The words actually come from Proverbs 3:5-6:
Trust in the Lord with all your heart
and lean not on your own understanding;
in all your ways submit to him,
and he will make your paths straight.
This verse is part of a long set of instructions and counsel given by a father and/or mother to a son (see Proverbs 1:8).  Verses 7 and 8 of Proverbs 3 together form a poetic parallel-- a form of Hebrew writing in which two sentences say the same thing in slightly different ways:
Do not be wise in your own eyes;
fear [revere] the Lord and shun evil.
This will bring health to your body
and nourishment to your bones.
"Do not be wise in your own eyes," then, is basically a restatement of "Lean not on your own understanding."  The word "understanding" there is the Hebrew biynah, which refers to the grasp of knowledge.
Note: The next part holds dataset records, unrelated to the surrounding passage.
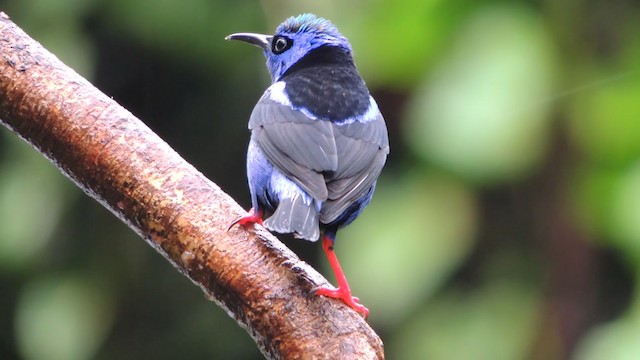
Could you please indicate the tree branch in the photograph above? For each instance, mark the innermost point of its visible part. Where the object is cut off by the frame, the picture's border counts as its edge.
(121, 163)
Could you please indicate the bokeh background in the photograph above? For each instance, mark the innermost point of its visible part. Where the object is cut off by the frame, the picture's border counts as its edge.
(506, 224)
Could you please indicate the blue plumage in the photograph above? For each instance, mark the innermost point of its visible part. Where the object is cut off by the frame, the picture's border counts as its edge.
(318, 141)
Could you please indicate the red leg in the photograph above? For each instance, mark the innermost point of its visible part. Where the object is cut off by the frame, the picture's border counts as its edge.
(253, 217)
(343, 292)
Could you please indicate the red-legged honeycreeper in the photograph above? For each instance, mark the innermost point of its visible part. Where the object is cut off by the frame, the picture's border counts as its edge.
(318, 141)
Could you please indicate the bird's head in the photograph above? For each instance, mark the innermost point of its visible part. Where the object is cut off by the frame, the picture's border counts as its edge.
(293, 40)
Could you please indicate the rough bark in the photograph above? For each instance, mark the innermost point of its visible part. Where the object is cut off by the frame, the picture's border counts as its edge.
(121, 163)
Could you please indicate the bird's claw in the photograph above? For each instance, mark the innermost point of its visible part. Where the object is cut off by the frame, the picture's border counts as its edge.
(345, 296)
(252, 217)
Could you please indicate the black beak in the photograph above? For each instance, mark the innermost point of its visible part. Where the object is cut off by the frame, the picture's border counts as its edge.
(263, 41)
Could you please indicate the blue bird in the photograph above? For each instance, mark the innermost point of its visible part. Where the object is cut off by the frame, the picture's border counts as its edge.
(318, 141)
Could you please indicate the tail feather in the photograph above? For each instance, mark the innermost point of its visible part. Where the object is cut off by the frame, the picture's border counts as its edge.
(294, 216)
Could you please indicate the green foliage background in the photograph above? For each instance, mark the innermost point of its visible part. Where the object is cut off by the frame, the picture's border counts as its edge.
(505, 226)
To put it in today's vernacular, what is being said is, "Don't think you have all the answers."

The problem is this.  When "Trust in the Lord with all your heart" comes to actually mean "Trust in what you think the Bible is saying without considering any other interpretation," or "Trust in the doctrines taught by the leaders of your particular movement without question" -- this is the exact opposite of the Proverb's intention.  If we really stop believing we have all the answers, this should make us more willing to question what we think or have been taught to believe. It should make us more open to the evidence and realities around us.  It should increase our sensitivity to such things as gut feelings, which are a different thing than "understanding" and which may very well come from God.

Also, the Proverb says "with all your heart."  What we mean by "heart" and what it meant in Bible times are two different things.  We think "heart" is only about feelings and instincts; we use the word "mind" when we mean our thoughts and reasoning processes.  "Trust in the Lord with all your heart and lean not on your own understanding" thus is easily misinterpreted as advice to focus on our feelings towards God and to leave our reasoning out of it.  But the word translated "heart" is the Hebrew word leb, which refers to the whole inmost self: feelings, thoughts, conscience, memories, inclinations, decisions.  If our whole innermost selves are relying on God rather than on our own understanding-- whether it's our own grasp of knowledge or that of a church leader or an ideological group-- then we can listen to new input and our own reactions, learn facts and knowledge we may not have been aware of, and lean on the Holy Spirit to help us sift through it all.

I believe Paul was expressing the essential meaning of Proverbs 3:5-6 when he said, "Knowledge puffs up while love builds up. Those who think they know something do not yet know as they ought to know. But whoever loves God is known by God." (1 Corinthians 8:1-2.)   This part of Paul's letter is about how "knowledge" about food sacrificed to idols can be destructive to others-- as any form of knowledge can when it becomes elevated into an ideology that trumps actual human needs.

"Lean not on your own understanding" was never meant to support any such ideology. It was never meant to support trusting in our own grasp of knowledge-- even our knowledge of the Bible-- over trusting in the Lord Himself.

Our faith isn't supposed to be in formulas, or in how if we push the right buttons according to our ideologies, everything will be rosy.  It's when we treat faith like that that we're actually leaning on our own understanding.  Not when we're healthily questioning, listening and learning.

So let's stop acting like we have all the answers.  That way we can grow in our understanding rather than leaning on it.